Penjemputan jenazah itu berlangsung dalam suasana haru. Para kerabat dan orang-orang dekat almarhum tampak menangis dan saling berpelukan. Upacara serah terima jenazah dipimpin Pangdam Jaya Mayjen Joko Santoso. Hadir dalam upacara tersebut antara lain Pangkostrad Letjen Bibit Waluyo, Danjen Kopassus Mayjen Sriyanto, dan Wakapuspen Brigjen Tono Suratman.

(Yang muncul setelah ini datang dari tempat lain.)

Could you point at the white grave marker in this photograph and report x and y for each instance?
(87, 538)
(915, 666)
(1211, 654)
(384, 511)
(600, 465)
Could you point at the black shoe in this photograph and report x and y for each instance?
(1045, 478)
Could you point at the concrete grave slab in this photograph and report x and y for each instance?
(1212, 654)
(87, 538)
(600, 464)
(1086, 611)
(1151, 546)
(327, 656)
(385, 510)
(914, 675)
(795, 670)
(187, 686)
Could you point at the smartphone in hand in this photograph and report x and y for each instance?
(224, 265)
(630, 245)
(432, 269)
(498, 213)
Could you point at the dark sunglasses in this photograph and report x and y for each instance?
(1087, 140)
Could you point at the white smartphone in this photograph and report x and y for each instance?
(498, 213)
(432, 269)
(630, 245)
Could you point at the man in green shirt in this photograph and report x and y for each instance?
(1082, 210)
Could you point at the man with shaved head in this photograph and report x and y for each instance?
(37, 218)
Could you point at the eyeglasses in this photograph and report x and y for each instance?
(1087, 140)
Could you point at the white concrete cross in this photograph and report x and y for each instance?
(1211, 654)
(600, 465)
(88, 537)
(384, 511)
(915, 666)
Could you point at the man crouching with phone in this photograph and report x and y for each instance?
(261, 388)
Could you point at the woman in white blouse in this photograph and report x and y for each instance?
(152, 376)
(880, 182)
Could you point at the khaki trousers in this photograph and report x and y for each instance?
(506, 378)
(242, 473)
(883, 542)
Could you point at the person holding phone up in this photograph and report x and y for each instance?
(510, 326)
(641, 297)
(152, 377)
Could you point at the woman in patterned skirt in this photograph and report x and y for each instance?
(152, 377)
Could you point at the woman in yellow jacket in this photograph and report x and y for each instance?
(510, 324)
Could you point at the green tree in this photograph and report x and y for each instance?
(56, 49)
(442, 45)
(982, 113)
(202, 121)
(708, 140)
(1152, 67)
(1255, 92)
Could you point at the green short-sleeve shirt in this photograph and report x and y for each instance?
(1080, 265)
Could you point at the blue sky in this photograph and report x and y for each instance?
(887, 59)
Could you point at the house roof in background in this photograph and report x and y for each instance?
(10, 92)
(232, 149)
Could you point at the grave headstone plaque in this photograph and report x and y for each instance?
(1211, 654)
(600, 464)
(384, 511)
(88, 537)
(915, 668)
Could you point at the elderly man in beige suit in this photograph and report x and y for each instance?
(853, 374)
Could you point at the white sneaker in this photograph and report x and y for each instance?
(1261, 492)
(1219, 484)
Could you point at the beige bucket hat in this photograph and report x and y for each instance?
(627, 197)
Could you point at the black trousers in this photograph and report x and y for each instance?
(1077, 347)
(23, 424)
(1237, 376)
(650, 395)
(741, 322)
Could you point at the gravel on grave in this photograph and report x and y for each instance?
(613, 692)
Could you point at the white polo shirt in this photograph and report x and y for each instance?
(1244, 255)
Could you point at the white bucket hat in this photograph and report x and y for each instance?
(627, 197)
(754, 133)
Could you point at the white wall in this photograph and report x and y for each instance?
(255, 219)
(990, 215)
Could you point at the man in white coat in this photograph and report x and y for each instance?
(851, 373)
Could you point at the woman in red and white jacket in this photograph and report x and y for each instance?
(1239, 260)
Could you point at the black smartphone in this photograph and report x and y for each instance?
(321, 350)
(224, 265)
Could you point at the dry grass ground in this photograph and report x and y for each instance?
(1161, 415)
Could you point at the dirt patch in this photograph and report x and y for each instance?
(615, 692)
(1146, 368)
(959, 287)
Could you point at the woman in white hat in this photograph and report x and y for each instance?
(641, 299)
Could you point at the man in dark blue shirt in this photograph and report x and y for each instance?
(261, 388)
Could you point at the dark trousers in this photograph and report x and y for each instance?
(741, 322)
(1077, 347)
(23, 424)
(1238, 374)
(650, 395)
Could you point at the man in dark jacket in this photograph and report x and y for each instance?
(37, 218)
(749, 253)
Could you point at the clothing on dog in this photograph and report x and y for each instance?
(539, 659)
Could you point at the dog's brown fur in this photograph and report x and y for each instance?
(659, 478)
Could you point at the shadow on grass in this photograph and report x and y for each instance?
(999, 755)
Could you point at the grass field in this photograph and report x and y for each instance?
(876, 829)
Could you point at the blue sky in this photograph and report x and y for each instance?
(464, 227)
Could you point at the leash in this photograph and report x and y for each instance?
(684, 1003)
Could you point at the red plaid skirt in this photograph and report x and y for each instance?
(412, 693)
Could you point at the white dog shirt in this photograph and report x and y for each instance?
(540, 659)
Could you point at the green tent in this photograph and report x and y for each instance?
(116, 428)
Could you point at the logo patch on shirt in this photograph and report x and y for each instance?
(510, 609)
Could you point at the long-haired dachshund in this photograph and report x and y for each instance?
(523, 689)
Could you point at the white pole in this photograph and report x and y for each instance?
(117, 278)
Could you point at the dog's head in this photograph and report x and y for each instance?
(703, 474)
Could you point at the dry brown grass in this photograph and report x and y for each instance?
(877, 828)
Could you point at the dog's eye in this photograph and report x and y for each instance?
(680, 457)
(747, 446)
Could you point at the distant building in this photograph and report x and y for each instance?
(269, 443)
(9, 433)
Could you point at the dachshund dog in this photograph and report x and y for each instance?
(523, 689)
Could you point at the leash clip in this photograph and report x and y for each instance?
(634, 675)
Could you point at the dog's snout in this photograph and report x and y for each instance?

Dari Bandara Halim Perdana Kusumah, jenazah kemudian dibawa ke Wisma At-Taqwa, Mabes TNI-AD, Jl Veteran, Jakarta, dan disalatkan pada pukul 18.30. Kemudian disemayamkan di Wisma Achmad Yani. Lalu pukul 20.45 dibawa ke rumah duka Jl Bromo Blok S No 2, Kompleks Nukit Permai, Cibubur, Jakarta Timur.

Menurut Ryamizard dalam sambutannya, Amirul Isnaeni dikenal sebagai seorang pekerja keras dan tidak banyak bicara. Ryamizard mengaku sangat kehilangan Isnaeni karena almarhum salah satu SDM intelijen terbaik yang dimiliki TNI-AD.

Dua bulan sebelumnya almarhum pernah menjalani operasi transplantasi hati di RS Gleneagles, Singapura. Menurut penuturan keluarga Amirul mulai sakit sejak beberapa hari setelah dilantik sebagai Panglima Kodam IV pada tanggal 13 Maret 2003. Sementara Kepala Penerangan Kodam IV/Diponegoro Letkol CAJ Agus Subroto mengatakan ketika pertama kali mengeluh sakit, Amirul sempat diperiksa kesehatannya oleh Kesehatan Kodam IV/Diponegoro. Kemudian sempat diperiksa di RSPAD Gatot Subroto, Jakarta sebelum dibawa ke RS Gleneagles Singapura.

Sementara Kasad Ryamizard mengatakan penyakit yang diderita almarhum sudah lama. “Almarhum mengidap penyakit yang dideritanya sejak masih berpangkat mayor. Hanya saja, ia tidak pernah merasakannya,” ucapnya.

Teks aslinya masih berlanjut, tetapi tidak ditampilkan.